Importing Real-Time Data Streams from Pulsar
Contents
Importing Real-Time Data Streams from Pulsar#
Introduction#
Apache Pulsar is a cloud-native, distributed messaging and streaming platform. It can be used as online data source for OpenMLDB to import real-time data streams. You can learn more about Pulsar from the project website https://pulsar.apache.org/. We have developed an OpenMLDB JDBC Connector to work seamlessly with Pulsar. In this document, you will learn the concepts and usages of this connector.
Note that, for the sake of simplicity, for this document, we use Pulsar Standalone, OpenMLDB cluster and a simple JSON message producer to show how the OpenMLDB JDBC Connector works. The connector also works well with the Pulsar Cluster.
Overview#
Download#
You can download the entire demo package here, which are needed by this demo, including the connector nar, schema files, and config files.

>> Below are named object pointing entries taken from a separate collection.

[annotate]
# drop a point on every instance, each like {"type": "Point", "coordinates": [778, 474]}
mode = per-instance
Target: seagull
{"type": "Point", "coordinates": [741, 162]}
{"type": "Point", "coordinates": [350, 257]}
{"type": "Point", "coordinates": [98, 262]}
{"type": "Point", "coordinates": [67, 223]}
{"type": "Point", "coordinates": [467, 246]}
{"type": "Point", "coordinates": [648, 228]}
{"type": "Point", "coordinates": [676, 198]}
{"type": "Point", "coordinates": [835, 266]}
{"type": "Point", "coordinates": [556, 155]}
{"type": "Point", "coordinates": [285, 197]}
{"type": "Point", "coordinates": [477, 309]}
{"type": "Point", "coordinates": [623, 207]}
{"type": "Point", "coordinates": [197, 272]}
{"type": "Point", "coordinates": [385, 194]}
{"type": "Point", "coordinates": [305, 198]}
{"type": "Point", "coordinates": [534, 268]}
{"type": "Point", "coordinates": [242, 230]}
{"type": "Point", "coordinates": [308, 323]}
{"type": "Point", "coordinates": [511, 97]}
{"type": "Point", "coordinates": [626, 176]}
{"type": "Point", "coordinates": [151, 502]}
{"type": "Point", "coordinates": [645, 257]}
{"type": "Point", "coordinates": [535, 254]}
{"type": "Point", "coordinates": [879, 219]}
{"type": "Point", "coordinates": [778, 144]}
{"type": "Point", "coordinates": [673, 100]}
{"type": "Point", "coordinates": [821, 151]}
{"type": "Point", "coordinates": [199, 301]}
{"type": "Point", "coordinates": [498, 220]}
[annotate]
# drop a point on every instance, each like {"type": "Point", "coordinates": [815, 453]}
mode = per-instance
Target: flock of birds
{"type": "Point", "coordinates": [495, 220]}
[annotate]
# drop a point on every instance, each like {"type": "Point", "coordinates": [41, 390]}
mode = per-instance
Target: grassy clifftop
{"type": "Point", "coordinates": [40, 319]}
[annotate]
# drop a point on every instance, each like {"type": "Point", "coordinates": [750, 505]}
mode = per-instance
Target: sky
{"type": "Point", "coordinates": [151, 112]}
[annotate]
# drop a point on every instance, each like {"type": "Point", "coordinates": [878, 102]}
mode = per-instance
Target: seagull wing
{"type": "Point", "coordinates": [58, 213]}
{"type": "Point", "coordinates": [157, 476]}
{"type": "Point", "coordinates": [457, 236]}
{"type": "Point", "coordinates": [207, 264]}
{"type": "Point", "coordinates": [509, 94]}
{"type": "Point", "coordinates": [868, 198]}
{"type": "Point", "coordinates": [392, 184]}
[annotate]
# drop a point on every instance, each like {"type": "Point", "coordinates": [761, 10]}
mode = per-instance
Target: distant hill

If you would like to download the connector only, you can download it here from the OpenMLDB release.
Workflow#
The below figure summarizes the workflow of using this connector. We will further explain the detail later. Moreover, we have recorded the steps at terminalizer page for easy reference; or you can also download the demo script demo.yml.
Step 1#
Create OpenMLDB Cluster#
Use docker to start it simply, and we need to create a test table, you can check on Get started with cluster version of OpenMLDB .
Caution
Only OpenMLDB cluster mode can be the sink dist, and only write to online storage.
We recommend that you use ‘host network’ to run docker. And bind volume ‘files’ too. The sql scripts are in it.
docker run -dit --network host -v `pwd`/files:/work/pulsar_files --name openmldb 4pdosc/openmldb:0.7.3 bash
docker exec -it openmldb bash
Note
Even the host network, docker on macOS cannot support connecting to the container from the host. You only can connect openmldb cluster in other containers, like pulsar container.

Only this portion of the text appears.